Education is an important factor in determining the quality of an individual’s life by expanding their knowledge, skills and employment prospects. In 2018, more than 10 million 15-year-old students living in the 79 high- and middle-income countries were not able to complete even the most basic reading tasks in the OECD’s Programme for International Student Assessment.1 Research has found that the educational potential of many children may not be achieved due to exposure to adversity in childhood.2 Childhood injury is a leading contributor to the global disease burden3 with tens of millions of children around the world hospitalised every year for non-fatal injuries that places them at risk for adverse and lasting impacts on their development.4 Variations in the nature and causes of injury through the phases of early childhood, early adolescence and late adolescence5 may also differentially affect key educational milestones.

The association between education and health, and their interplay with social factors in early childhood (eg, stresses imposed by social inequities and marginalisation effects on health over a child’s early-life course), is well established.6 The detrimental influence of poor health on a child’s educational attainment highlights the importance of understanding all aspects of the health of individuals across life stages that determine the health trajectory.
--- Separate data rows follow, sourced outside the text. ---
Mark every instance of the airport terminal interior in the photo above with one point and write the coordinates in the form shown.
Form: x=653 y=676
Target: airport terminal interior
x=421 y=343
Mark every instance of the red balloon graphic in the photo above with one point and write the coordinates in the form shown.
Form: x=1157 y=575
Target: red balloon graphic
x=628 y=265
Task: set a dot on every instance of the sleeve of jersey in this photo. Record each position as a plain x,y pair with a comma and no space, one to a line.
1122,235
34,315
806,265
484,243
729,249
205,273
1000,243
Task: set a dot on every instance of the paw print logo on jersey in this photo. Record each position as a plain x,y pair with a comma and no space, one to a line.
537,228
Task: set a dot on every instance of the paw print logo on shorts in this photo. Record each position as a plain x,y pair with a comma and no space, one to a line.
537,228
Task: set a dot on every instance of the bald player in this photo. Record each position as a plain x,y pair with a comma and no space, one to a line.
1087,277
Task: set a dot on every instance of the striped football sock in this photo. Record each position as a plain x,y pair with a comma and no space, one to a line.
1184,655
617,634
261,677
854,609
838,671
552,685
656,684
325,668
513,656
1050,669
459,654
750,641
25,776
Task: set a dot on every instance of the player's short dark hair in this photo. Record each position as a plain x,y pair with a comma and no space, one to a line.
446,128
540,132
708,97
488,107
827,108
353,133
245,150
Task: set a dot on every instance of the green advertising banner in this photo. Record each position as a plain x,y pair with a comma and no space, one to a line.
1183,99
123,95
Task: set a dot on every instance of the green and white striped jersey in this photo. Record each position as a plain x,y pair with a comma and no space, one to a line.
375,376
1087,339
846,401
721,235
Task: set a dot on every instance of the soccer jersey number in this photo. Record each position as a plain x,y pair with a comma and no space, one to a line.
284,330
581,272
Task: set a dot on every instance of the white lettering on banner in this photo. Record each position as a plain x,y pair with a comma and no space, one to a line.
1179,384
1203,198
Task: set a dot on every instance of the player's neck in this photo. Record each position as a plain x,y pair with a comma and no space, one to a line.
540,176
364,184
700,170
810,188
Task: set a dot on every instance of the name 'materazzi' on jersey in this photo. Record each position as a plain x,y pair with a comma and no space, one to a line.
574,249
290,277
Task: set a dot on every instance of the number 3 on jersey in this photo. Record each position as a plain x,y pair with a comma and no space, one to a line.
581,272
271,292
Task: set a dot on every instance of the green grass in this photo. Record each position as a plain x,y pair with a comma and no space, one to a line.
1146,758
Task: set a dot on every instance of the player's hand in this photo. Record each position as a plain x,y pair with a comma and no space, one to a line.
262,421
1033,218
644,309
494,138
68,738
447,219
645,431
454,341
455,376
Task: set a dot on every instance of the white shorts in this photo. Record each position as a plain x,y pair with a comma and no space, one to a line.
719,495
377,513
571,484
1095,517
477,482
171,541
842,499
This approach has been shown to have a profound impact later into adulthood. Patterns of physical and psychosocial functioning postinjury differ according to the nature of injury sustained for children and adolescents,7 which may limit a child’s academic performance.

Studies investigating the impacts of childhood injury hospitalisation on school academic achievement are few, with the majority related to a brain injury sustained in childhood8 and on the adverse outcomes of burns.9 Only one study has investigated the educational impact of all hospitalised injured children, which took place in New South Wales, Australia, and reported significant increases in failure to meet national minimum standards in learning assessments.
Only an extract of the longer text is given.